Ora, no presente fim-de-semana, eu e a minha família fomos até Fátima, supostamente para visitar apenas as Grutas da Moeda. Levaram-me bem levada, que seu eu soubesse que íamos acabar no Santuário tinha ficado em casa, bem escondida, e certamente iria resistir se me tentassem dissuadir. Qual o meu espanto quando, no caminho de volta começo a ver, em vez de bosques e gado, velas e massas de gente em joelhos. Um calafrio percorreu toda a minha espinha. Eu sabia o que estava para vir: o ritual da velinha.

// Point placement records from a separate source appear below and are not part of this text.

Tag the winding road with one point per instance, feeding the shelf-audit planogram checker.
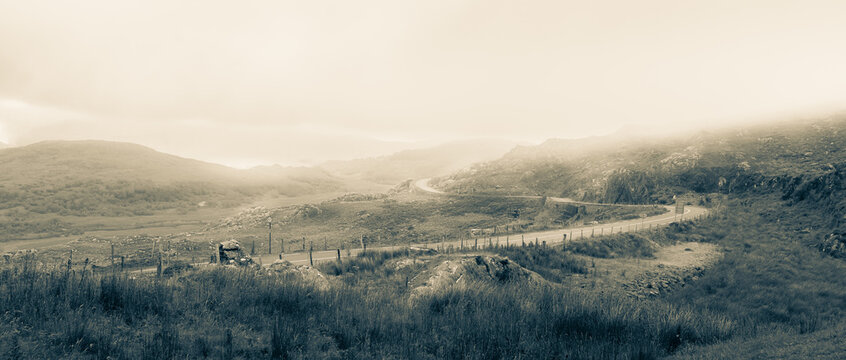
(550, 237)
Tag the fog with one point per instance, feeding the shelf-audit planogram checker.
(300, 82)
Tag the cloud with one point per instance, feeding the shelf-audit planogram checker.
(310, 76)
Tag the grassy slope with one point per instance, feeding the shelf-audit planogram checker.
(46, 188)
(620, 169)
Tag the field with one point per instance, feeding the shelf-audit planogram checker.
(744, 297)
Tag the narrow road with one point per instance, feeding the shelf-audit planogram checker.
(550, 237)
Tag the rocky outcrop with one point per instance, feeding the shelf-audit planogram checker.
(472, 269)
(834, 244)
(305, 273)
(230, 253)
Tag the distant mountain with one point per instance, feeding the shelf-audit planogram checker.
(625, 169)
(112, 178)
(420, 163)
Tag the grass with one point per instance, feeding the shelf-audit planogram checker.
(772, 285)
(245, 313)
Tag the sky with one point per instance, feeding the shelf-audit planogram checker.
(299, 82)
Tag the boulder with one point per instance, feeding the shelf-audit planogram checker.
(307, 274)
(231, 254)
(492, 269)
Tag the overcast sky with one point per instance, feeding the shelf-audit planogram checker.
(253, 82)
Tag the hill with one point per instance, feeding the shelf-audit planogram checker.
(621, 169)
(419, 163)
(87, 178)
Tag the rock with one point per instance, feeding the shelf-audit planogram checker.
(230, 254)
(468, 269)
(305, 273)
(408, 262)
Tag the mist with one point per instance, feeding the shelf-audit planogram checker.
(262, 82)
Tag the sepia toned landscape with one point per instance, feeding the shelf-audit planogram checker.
(392, 180)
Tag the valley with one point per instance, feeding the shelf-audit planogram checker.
(547, 257)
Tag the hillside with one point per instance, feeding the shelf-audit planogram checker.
(87, 178)
(621, 169)
(419, 163)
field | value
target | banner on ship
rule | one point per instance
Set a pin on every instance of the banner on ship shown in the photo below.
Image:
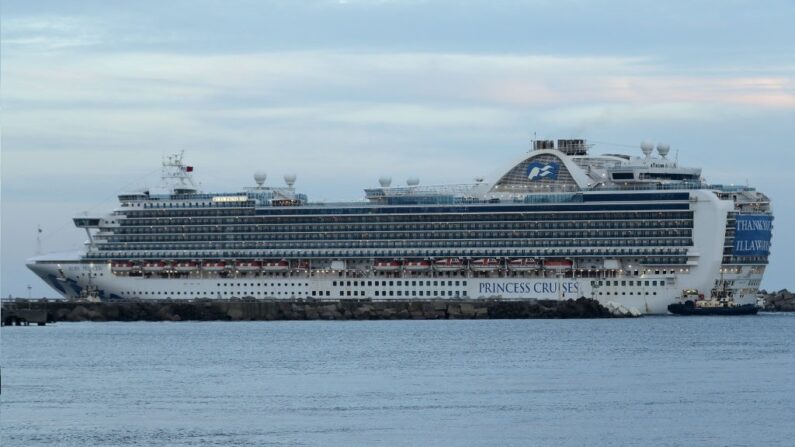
(752, 235)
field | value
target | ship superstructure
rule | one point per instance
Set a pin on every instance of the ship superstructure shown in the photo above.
(556, 223)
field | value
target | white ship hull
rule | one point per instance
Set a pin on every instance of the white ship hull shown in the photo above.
(71, 278)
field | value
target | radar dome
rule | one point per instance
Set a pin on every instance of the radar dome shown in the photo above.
(260, 177)
(663, 149)
(647, 147)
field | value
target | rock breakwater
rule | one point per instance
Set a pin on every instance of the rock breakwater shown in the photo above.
(271, 310)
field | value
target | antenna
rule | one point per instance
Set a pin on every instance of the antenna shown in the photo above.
(38, 239)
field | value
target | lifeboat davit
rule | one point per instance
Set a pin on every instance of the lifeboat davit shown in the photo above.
(522, 264)
(276, 266)
(558, 264)
(484, 264)
(386, 266)
(186, 266)
(248, 266)
(155, 266)
(417, 266)
(213, 266)
(448, 265)
(122, 267)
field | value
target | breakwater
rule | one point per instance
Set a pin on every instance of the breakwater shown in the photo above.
(271, 310)
(781, 301)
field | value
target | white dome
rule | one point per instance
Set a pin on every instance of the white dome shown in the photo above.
(260, 177)
(663, 149)
(647, 147)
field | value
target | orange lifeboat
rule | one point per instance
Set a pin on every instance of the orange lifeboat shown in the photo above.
(155, 266)
(386, 266)
(484, 264)
(122, 266)
(558, 264)
(276, 266)
(303, 265)
(213, 266)
(522, 264)
(186, 266)
(448, 265)
(418, 265)
(248, 266)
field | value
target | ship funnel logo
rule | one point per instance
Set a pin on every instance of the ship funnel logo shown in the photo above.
(539, 171)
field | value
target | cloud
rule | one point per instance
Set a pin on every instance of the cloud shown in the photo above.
(50, 33)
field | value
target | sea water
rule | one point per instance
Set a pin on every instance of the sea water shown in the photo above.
(676, 381)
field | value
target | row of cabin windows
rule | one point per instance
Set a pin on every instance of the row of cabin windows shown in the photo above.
(411, 219)
(631, 283)
(378, 293)
(398, 283)
(412, 235)
(367, 244)
(200, 227)
(626, 293)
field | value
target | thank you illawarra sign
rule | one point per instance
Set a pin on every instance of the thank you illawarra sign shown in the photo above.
(752, 235)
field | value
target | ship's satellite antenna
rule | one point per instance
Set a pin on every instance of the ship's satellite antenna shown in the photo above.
(647, 147)
(260, 177)
(663, 150)
(38, 239)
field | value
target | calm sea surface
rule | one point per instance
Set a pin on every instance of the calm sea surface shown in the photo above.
(649, 381)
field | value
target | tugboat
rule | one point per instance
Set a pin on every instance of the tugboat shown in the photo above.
(720, 302)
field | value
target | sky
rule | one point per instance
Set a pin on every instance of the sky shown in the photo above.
(339, 93)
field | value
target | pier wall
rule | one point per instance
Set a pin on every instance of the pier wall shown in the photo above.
(271, 310)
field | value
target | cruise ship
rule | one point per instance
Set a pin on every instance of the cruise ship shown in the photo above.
(556, 223)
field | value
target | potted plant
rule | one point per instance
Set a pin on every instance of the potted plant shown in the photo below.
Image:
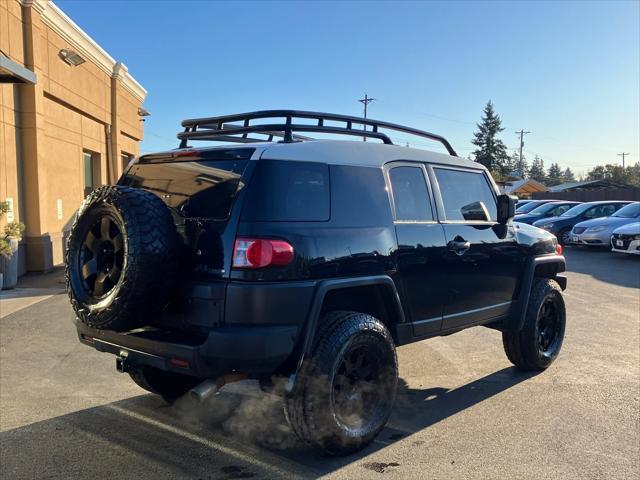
(9, 250)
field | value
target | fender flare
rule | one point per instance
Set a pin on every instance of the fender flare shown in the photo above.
(543, 267)
(322, 288)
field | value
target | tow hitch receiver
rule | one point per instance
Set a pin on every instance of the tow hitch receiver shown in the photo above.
(122, 365)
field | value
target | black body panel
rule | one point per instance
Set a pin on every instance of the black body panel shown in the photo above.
(437, 276)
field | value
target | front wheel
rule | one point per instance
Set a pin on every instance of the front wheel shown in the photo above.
(537, 345)
(346, 390)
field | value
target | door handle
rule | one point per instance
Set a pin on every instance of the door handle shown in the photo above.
(459, 247)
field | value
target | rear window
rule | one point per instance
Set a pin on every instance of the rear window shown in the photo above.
(288, 191)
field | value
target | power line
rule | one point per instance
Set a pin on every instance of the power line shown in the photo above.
(623, 154)
(365, 101)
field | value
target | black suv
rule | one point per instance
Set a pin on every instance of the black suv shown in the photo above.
(304, 263)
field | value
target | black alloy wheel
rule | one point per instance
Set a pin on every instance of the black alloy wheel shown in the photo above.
(548, 325)
(102, 257)
(358, 389)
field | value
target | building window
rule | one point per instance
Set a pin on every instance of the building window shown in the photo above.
(125, 158)
(91, 162)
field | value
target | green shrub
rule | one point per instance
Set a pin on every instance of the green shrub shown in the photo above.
(11, 230)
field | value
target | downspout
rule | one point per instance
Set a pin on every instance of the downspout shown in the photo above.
(110, 173)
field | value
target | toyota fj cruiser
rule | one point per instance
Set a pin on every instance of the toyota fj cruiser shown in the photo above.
(304, 263)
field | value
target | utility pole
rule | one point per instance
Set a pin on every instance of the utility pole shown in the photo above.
(522, 133)
(623, 154)
(365, 101)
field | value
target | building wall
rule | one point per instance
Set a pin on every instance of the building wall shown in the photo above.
(46, 128)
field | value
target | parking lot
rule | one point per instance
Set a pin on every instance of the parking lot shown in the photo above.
(462, 411)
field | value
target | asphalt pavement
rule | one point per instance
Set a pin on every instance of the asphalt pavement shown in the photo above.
(462, 410)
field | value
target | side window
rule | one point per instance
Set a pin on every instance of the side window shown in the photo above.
(288, 191)
(466, 195)
(358, 196)
(410, 194)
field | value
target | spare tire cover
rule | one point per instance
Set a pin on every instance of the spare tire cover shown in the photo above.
(122, 258)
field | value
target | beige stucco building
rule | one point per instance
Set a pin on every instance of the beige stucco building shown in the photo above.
(70, 118)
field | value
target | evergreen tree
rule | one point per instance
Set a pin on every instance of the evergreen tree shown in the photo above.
(491, 151)
(568, 176)
(554, 175)
(537, 170)
(616, 173)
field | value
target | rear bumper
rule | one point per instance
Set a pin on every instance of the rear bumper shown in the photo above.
(245, 327)
(253, 350)
(598, 239)
(628, 246)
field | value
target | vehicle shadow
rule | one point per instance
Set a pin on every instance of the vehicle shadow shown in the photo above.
(615, 268)
(238, 434)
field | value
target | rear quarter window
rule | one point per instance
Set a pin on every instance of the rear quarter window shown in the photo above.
(359, 197)
(466, 195)
(288, 191)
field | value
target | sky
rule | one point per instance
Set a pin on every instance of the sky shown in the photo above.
(569, 72)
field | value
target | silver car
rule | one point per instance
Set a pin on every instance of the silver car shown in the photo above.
(626, 239)
(597, 232)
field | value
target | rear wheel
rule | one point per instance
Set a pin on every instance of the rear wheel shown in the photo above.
(537, 345)
(169, 385)
(346, 390)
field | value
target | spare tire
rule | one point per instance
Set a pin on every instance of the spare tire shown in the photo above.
(122, 258)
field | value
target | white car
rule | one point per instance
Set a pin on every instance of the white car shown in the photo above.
(626, 239)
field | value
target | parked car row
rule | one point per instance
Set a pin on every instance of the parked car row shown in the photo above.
(605, 224)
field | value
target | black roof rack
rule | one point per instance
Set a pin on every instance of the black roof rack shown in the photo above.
(222, 129)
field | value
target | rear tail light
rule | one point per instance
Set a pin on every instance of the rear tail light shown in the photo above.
(260, 253)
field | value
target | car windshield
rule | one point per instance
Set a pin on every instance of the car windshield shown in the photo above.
(542, 209)
(629, 211)
(577, 210)
(527, 207)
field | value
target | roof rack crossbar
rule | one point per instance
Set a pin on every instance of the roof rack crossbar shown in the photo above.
(217, 128)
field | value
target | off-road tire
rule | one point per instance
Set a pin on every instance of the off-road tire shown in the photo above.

Bem, saí e mentalizei-me que teria de aceitar aquela dura realidade.
No entanto, no meio de toda aquela agonia, vi algo que me fez esboçar um sorriso sarcástico. Ei-la: a placa informativa à entrada do Santuário.
Segundo a mesma, é proibido:
Pedir esmola: Curioso, afinal andei enganada todos estes anos, que achava que aquelas caixinhas de madeira com ranhuras que há nas igrejas e aqueles cestinhos que circulavam durante as missas eram para por moedas. Se calhar afinal eram só uma espécie de tombolas onde deixar a votação para o próximo pároco ou qualquer coisa assim.
Andar de bicicleta: Uma pena. É que aquele piso inclinado em laje polida é ideal para desportos sobre rodas.
Passear animais: E se eu quisesse que o meu Lulu da Pomerânia fosse benzido pelo Bispo, não podia?
É ainda aconselhável ter cuidado com malas e bens pessoais, que o Santuário está pejado de pessoas mal-intencionadas.
Devo ainda sublinhar que ontem estava bastante calor, e eu, consequentemente, usava um shortinho e um top. Obviamente, refugiei-me no meu telemovel para me manter ligada ao mundo terreno e não ser sugada para aquela dimensão de sacrifício humano. Isto levou-me a infrigir duas regras do Santuário, razão suficiente para que, se não me metesse a pau, fosse apedrejada ali mesmo, em frente a toda a gente.
De saída passámos ainda numa lojinha de souvenirs, a pedido da minha irmã. Aquele estabelecimento não podia ter stock mais completo. Na montra podia-se ver: terços, armas, colares com crucifixos de Nosso Senhor Jesus Cristo, colares com caveiras, porta-chaves de Nossa Senhora de Fátima, porta-chaves do Futebol Clube do Porto, rosários, pulseiras contra o mau-olhado. Aposto que se procurasse bem no meio das Bíblias ainda encontrava uma ou outra edição de Feitiços, Mézinhas e Rituais Pagãos.
Começam a surgir-me palavras na cabeça:
Poder?
Hipocrisia?
Manipulação?
Consumismo?
....
Mas se estava tudo ali, à vista de todos, porque é que só eu é que via isso?
Depois é que eu me lembrei da única diferença entre mim e quem estava ali à minha volta naquele momento, algo que eu não tinha feito como eles, e a resposta estava ali mesmo à minha frente, naquele grande cartaz informativo:
Fátima é um lugar de adoração, e todos entram como peregrinos.